Increasingly greater amounts of redundant aggregate data in queries?

am 02.09.2007 17:18:03 von csimam

Hello,

I'd like to start by saying I'm not a DBA, rather I am a Java
developer. But I'm learning more and more about database design, and
it's very interesting.

Here is the general issue I'm facing:

Which one is better?
1. To perform aggregate queries on data, and use that data to home in
and perform more detailed analysis? This gives result sets that are
potentially filled with columns that contain the aggregate data
repeated across many rows.

2. To perform the aggregate query once, and then hit the database
again for a detailed analysis, and return the detailed analysis
results in an order that is easily cross-correlated with the original
aggregate data? This means running the aggregate query essentially
twice, just the second time it is hidden as a subquery.

Now I realize this is a very general question, and I have made
assumptions that a junior DBA does (e.g. in the second option, the
aggregate query must be run again - perhaps this is false?).

Do I need to give an example? It seems to me that you senior DBA's
would run across this a lot; I myself am finding these issues as they
crop up very fascinating.

Thanks for any opinions in advance. I will be happy to give an example
if needed.

- C

Re: Increasingly greater amounts of redundant aggregate data in queries?

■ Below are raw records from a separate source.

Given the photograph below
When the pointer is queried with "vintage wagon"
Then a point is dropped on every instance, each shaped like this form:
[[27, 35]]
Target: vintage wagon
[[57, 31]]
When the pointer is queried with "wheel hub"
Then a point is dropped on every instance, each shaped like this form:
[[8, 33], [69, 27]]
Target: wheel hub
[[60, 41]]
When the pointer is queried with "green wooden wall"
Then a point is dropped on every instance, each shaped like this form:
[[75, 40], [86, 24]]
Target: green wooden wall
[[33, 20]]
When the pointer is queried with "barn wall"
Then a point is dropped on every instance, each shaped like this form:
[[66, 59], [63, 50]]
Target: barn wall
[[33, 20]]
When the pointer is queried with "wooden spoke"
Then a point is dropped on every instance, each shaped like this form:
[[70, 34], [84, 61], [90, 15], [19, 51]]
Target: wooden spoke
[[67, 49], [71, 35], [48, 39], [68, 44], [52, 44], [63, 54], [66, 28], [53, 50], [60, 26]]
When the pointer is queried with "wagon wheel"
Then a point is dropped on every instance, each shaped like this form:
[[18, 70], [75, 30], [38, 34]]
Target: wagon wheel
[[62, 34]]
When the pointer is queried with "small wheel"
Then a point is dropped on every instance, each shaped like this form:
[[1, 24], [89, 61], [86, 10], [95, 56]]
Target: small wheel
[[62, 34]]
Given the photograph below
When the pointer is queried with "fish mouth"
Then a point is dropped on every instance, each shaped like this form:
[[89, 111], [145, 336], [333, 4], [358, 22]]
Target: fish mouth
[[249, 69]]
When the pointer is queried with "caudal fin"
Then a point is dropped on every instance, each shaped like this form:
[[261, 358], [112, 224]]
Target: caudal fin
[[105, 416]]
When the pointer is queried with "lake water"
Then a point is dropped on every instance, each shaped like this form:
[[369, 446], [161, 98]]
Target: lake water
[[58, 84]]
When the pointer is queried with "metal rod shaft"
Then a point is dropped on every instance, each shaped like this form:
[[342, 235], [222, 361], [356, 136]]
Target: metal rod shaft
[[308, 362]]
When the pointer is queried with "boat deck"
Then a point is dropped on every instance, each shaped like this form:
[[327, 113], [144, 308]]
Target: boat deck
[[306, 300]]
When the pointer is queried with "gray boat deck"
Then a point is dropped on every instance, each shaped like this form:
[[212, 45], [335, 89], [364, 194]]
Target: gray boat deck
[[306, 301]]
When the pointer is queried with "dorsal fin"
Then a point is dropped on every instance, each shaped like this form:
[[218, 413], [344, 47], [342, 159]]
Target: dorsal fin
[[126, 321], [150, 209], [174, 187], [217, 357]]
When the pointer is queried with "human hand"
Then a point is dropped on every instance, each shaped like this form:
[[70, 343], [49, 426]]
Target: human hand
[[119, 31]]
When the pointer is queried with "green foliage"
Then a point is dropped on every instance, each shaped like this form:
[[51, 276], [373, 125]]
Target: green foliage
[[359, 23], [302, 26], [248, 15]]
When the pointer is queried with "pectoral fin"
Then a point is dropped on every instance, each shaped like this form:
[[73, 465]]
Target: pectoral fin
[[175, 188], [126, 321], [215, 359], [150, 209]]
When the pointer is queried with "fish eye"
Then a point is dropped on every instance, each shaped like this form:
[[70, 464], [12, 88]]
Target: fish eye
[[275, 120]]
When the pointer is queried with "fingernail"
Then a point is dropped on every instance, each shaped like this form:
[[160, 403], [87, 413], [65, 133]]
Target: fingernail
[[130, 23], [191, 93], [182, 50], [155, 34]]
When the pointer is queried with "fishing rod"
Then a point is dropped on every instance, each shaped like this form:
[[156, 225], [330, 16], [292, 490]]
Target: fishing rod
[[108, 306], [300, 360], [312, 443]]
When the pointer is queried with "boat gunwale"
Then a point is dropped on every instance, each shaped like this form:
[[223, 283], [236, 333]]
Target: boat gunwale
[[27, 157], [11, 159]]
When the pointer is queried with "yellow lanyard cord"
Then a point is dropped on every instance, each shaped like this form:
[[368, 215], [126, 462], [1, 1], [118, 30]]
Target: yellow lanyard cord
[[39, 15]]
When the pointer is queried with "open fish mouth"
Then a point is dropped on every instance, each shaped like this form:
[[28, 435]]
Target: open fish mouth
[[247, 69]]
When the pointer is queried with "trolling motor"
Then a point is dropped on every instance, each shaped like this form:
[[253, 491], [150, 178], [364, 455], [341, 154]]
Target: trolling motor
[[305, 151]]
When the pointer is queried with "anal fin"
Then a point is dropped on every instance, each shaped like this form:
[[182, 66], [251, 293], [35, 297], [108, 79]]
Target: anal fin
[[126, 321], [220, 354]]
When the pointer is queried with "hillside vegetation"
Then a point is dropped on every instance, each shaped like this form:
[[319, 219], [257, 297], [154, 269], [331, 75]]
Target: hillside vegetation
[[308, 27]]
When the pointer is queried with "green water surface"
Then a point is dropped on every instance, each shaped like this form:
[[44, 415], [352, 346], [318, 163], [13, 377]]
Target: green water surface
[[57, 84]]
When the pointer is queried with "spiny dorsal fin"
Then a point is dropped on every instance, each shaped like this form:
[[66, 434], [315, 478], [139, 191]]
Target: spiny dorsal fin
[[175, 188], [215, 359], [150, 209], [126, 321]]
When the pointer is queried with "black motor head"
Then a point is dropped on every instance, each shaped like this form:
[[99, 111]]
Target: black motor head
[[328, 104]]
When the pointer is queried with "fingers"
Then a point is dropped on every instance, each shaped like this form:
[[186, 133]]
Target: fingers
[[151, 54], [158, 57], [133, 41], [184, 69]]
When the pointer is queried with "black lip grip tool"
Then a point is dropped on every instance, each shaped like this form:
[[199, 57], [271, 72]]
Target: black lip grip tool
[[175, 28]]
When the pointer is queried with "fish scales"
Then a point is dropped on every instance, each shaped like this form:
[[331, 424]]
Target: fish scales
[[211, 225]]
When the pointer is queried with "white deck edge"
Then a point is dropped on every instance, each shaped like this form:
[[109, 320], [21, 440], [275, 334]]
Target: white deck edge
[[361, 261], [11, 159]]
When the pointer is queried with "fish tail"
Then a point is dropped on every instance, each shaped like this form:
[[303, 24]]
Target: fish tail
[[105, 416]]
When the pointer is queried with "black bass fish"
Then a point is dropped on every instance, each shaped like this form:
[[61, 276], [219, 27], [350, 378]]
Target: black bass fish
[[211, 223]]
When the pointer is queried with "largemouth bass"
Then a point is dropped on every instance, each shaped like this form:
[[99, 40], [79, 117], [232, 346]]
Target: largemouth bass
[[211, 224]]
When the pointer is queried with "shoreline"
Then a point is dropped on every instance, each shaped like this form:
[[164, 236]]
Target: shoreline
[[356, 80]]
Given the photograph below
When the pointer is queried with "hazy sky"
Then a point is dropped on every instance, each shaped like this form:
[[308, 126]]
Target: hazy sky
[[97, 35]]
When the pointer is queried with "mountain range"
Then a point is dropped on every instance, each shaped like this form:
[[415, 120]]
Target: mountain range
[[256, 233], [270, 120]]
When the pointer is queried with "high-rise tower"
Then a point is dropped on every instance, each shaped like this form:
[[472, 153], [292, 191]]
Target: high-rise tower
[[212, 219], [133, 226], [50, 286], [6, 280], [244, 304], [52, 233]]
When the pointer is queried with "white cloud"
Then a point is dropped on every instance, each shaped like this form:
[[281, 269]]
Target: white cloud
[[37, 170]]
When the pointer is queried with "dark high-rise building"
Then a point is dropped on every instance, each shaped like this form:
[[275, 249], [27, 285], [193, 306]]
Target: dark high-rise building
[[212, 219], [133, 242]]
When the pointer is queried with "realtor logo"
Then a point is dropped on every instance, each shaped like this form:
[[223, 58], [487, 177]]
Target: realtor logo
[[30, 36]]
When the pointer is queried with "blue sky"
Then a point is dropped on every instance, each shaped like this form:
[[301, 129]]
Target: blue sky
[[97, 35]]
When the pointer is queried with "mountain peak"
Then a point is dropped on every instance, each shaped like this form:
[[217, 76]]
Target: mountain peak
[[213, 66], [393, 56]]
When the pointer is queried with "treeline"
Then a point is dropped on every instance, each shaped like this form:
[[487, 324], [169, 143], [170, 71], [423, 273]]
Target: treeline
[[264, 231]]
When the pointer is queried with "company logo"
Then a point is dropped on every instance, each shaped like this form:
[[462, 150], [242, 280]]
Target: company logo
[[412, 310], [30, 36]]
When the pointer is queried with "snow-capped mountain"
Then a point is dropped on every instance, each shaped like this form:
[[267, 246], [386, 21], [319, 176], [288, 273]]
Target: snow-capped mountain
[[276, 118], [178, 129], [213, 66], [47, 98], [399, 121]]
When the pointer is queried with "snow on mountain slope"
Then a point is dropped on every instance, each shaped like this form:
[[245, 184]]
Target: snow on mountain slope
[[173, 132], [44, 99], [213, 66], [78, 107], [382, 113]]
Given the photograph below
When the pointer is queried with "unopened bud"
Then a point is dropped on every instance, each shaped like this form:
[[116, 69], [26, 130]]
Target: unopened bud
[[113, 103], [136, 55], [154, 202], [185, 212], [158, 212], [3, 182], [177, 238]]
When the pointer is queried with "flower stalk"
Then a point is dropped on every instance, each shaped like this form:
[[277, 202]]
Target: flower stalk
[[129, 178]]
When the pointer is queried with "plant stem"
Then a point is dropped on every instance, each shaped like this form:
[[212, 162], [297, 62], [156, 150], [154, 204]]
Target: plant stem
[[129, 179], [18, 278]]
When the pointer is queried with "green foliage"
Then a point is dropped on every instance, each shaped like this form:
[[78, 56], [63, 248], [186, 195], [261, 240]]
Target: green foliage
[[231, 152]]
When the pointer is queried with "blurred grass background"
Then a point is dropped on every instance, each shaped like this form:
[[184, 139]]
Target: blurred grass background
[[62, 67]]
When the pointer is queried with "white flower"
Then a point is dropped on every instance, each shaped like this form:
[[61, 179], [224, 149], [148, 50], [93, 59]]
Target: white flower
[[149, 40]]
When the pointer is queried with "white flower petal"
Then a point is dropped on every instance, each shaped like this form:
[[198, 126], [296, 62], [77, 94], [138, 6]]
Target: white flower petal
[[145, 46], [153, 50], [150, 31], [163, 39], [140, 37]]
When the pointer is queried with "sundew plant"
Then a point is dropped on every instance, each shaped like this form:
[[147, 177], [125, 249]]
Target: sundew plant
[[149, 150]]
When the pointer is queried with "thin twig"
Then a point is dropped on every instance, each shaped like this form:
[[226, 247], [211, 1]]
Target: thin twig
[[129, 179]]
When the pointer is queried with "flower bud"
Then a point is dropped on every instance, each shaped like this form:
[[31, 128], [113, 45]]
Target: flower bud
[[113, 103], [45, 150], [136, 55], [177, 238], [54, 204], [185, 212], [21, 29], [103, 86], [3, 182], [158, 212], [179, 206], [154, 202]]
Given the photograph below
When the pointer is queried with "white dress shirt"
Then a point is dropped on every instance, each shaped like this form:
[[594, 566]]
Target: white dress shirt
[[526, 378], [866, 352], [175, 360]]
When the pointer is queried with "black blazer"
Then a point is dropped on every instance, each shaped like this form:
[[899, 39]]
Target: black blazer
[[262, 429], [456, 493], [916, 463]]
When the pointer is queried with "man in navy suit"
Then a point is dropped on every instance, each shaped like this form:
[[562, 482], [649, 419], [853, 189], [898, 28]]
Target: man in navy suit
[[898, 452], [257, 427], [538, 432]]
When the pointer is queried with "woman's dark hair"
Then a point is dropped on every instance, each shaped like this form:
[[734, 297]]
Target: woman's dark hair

am 02.09.2007 17:40:54 von csimam

On Sep 2, 6:18 pm, csi...@gmail.com wrote:
> Hello,
>
> I'd like to start by saying I'm not a DBA, rather I am a Java
> developer. But I'm learning more and more about database design, and
> it's very interesting.
>
> Here is the general issue I'm facing:
>
> Which one is better?
> 1. To perform aggregate queries on data, and use that data to home in
> and perform more detailed analysis? This gives result sets that are
> potentially filled with columns that contain the aggregate data
> repeated across many rows.

By the way, I meant here by homing in: within the same query - using
nested SELECTS. For example, the inner query performs the aggregate
analysis, and returns whatever data we are interested in, and then the
outer query performs another SELECT on the same data, resulting in the
aggregate data being distributed across 'detailed results' from the
outer query.

Re: Increasingly greater amounts of redundant aggregate data in queries?

am 03.09.2007 00:05:03 von Erland Sommarskog

(csimam@gmail.com) writes:
> Which one is better?
> 1. To perform aggregate queries on data, and use that data to home in
> and perform more detailed analysis? This gives result sets that are
> potentially filled with columns that contain the aggregate data
> repeated across many rows.

And you clarified:

> By the way, I meant here by homing in: within the same query - using
> nested SELECTS. For example, the inner query performs the aggregate
> analysis, and returns whatever data we are interested in, and then the
> outer query performs another SELECT on the same data, resulting in the
> aggregate data being distributed across 'detailed results' from the
> outer query.

Your question is quite abstract, but to take a concrete example, it
seems like you have sales data, and you want to aggregate this on
per month, product, state, etc. You also want total sums per month,
per product etc.

The best is of course to get all at once in the same result set, since
then you only need to scan the data once. in SQL 2005 you can achieve
this with the proprietary extensions WITH CUBE and WITH ROLLUP to
the GROUP BY clause. SQL 2008, currently in beta, implements GROUPING
SETS from the ANSI standard, and are a lot more powerful. (They are
also a lot more confusing to use.)

--
Erland Sommarskog, SQL Server MVP, esquel@sommarskog.se

Books Online for SQL Server 2005 at
http://www.microsoft.com/technet/prodtechnol/sql/2005/downlo ads/books.mspx
Books Online for SQL Server 2000 at
http://www.microsoft.com/sql/prodinfo/previousversions/books .mspx

Re: Increasingly greater amounts of redundant aggregate data in queries?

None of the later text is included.